Джентльмен, стоявший слева от Розенталя, пришел в сильное возбуждение. Нечистая совесть никогда не обнаруживала себя с большей самоочевидностью. На мгновение его глаза, как черные смородинки утопавшие в белом сале его физиономии, вылезли из орбит. В следующее мгновение, подчиняясь своему профессиональному инстинкту, он сунул револьверы в карманы и подступил к нам, сжав кулаки.
— Отойди в сторону, отойди в сторону! — неистово заорал Розенталь.
Но было уже поздно. Лишь только массивный боксер закрыл его от револьверов своим телом, Раффлс одним прыжком выскочил в окно, в то время как меня, хотя я ничего вообще не говорил и все время стоял смирно, сбили с ног одним научно поставленным и превосходно отработанным ударом.
Я, должно быть, провел на полу довольно много времени без сознания. Когда я начал приходить в себя, то услышал сильный шум, доносившийся из сада.

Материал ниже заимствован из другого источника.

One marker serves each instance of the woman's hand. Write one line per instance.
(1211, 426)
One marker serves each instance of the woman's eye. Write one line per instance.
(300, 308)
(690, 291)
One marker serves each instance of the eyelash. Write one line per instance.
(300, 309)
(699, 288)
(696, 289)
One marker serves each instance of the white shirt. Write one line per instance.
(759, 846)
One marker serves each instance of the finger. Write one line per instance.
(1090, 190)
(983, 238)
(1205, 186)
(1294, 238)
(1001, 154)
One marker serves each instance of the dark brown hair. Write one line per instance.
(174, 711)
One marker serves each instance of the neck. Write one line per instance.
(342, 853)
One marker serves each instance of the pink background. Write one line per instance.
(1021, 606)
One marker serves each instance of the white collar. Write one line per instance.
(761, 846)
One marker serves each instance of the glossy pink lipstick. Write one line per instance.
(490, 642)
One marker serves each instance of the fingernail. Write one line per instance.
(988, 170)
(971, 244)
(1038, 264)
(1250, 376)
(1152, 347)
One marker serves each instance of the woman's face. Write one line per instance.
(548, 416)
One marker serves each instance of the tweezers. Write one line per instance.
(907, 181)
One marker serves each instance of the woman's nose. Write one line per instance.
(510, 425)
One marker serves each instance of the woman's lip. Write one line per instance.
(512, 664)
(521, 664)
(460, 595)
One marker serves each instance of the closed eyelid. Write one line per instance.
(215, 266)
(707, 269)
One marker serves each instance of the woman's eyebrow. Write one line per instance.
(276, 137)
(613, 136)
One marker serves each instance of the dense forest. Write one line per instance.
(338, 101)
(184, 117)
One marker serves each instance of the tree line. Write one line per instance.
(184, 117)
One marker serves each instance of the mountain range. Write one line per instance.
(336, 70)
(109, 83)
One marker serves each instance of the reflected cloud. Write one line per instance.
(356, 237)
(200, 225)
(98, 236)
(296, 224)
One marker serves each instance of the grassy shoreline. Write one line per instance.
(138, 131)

Лежа в гостиной, я был полностью предоставлен самому себе. Я присел. Розенталь и Первис носились вокруг дома, ругая кафров и ворча друг на друга.
— Он убежал через ограду, говорю тебе!
— А я говорю, это был тот самый тип. Нельзя ли позвать полицию?
— Будь она проклята, твоя полиция! С меня довольно!
— Тогда давай лучше вернемся и позаботимся о втором негодяе.
— Позаботься лучше о собственной шкуре! Тебе это будет полезнее. Яла, ты, черная свинья, если я еще раз увижу, что ты прячешься за чужие спины…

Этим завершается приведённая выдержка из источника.